From data warehouse to data mesh: actionable data is still key

A data mesh turns the script towards centralization and having a monolithic data structure by decentralizing data management to the different business domains in the enterprise.

Using data is difficult (clearly illustrated in the annual Big Data and AI Executive Survey and other similar studies). Companies know this to be true and have spent the past three decades trying to make it easier, eagerly drawn to the next “platform du jour” that promises to enable greater data access and analytic insights. First came enterprise data warehouses (EDWs), then the various warehouses and lakes designed for the cloud, and now data mesh is all the rage.

Time and again, these approaches have spawned different schools of thought — each with its own vocal industry frontrunners and advocates — about how companies should manage and run their data. Separating the hype and what should be assumed can be exhausting. And we can expect to see only more emerging solutions in the future until organizations address a fundamental and overlooked challenge within their data stacks: data usability.

The Centralized Mindset

The traditional EDW introduced the idea of ​​integrating structured data in one place that would make it easy to access Business Intelligence (BI) reporting. The data would be highly managed, meaning organizations would only populate their EDWs with data deemed necessary for specific BI reports. While this helped save resources and costs, it also meant cutting out other valuable, related data that could provide deeper, useful insights.

To collect and leverage even more of their data, companies migrated the concept of the EDW to the cloud. For the most part, these companies saw and wanted to emulate the successes of the world’s digital-native FAANGs, who are gaining competitive advantage by using rich data in the cloud to guide business decisions and hyper-personalize products and services for customers. But cloud-based EDWs were still limited to structured data only, disregarding the vast wealth of unstructured data in the modern business. Most organizations therefore end up just replicating the same on-premise BI reports instead of achieving something transformational.
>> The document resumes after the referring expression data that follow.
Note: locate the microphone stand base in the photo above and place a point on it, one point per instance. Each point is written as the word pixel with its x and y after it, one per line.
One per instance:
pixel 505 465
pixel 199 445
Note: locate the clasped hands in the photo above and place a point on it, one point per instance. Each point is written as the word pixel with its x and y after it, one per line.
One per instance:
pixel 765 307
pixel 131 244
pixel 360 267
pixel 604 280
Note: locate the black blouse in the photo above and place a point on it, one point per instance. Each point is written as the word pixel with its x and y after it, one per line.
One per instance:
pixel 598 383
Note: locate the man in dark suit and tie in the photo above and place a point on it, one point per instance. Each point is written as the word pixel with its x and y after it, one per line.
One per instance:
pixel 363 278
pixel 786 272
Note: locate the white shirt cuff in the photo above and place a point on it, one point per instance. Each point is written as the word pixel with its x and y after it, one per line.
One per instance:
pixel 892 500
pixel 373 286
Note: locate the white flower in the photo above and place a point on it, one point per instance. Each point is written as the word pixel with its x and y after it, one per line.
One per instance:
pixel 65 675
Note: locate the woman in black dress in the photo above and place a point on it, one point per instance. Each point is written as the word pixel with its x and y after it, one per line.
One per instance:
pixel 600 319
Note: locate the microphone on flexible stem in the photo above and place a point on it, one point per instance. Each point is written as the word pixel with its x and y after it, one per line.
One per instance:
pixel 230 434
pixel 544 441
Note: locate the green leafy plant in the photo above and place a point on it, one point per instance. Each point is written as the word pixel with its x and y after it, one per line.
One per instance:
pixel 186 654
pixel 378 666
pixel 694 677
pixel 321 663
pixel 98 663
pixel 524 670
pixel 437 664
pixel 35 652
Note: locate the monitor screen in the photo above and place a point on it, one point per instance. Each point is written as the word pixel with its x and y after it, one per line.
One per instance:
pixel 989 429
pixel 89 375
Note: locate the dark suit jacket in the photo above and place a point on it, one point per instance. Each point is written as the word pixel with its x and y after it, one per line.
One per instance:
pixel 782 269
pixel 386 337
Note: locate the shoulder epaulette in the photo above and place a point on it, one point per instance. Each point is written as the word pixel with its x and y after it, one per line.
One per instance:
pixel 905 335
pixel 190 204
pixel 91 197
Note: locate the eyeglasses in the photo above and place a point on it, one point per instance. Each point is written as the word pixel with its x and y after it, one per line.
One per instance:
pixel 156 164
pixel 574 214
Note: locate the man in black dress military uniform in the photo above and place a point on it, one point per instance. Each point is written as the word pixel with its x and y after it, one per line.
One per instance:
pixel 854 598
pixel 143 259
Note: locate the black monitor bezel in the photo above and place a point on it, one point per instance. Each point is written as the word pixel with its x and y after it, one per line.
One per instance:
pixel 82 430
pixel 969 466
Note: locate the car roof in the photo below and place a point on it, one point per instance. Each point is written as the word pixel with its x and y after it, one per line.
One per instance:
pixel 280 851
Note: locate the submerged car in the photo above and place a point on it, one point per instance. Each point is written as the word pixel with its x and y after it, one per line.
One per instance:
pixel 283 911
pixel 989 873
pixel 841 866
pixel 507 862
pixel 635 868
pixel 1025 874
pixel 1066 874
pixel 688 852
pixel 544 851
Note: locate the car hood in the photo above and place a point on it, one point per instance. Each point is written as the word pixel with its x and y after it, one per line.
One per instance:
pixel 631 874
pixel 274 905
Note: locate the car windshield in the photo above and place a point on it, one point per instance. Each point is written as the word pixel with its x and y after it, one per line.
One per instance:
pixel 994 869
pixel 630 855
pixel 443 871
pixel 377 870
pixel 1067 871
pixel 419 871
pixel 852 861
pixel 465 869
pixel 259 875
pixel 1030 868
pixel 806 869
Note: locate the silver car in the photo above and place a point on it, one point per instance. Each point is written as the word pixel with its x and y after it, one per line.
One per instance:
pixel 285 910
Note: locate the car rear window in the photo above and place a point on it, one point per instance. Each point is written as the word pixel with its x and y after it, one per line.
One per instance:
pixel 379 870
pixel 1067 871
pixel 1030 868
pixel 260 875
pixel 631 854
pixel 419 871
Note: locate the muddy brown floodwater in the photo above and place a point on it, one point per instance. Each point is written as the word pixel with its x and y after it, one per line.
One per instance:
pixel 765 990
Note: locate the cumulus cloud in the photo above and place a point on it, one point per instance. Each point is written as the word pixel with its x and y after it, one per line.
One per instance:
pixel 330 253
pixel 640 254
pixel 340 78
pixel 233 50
In 2010, data lakes emerged as a promising solution, where organizations would consolidate all raw, unstructured, semi-structured, and structured data into one central location — available for use in analytics, predictive modeling, machine learning, and more. However, data lakes were also compared to “data swamps” because they often became expensive dumps for all data due to poor design, governance and management. The data would be far from usable, creating mistrust in the data quality and the resulting insights or solutions.

Anyone who has experienced limitations in BI reporting or a data swamp will not be surprised to learn that a TDWI research study of 244 companies using a cloud data warehouse or more, 76 percent found that 76 percent experienced most, if not all, of the same challenges as their on-premise environments.

Also see: Data Fabric vs. Data Mesh: Key Differences and Similarities

Decentralize with a data mesh

Originally suggested by Zhamak Dehghani of ThoughtWorks, the data mesh turns the script towards centralization and a monolithic data structure by decentralizing data management to the different business domains in the enterprise. The goal of a data mesh is for each business domain to treat data as a product that they can transform, use, and make available to other cross-domain users.

The thinking is that your business domain experts know best if the information is up-to-date, accurate, reliable and better able to deliver the right data at the right time. In a fully centralized approach, they would rely on data teams, which are often resource-limited and have to juggle numerous competing requests from other business units, which can cause delays. With data mesh, however, there is no longer the need to query data from a massive data lake, allowing users to act on the data closer to where they are, accelerating the time to insights and value. The network will be merged into federated computational governance – core standards, rules and regulations for the entire organization to ensure interoperability between the domain units and data as a product.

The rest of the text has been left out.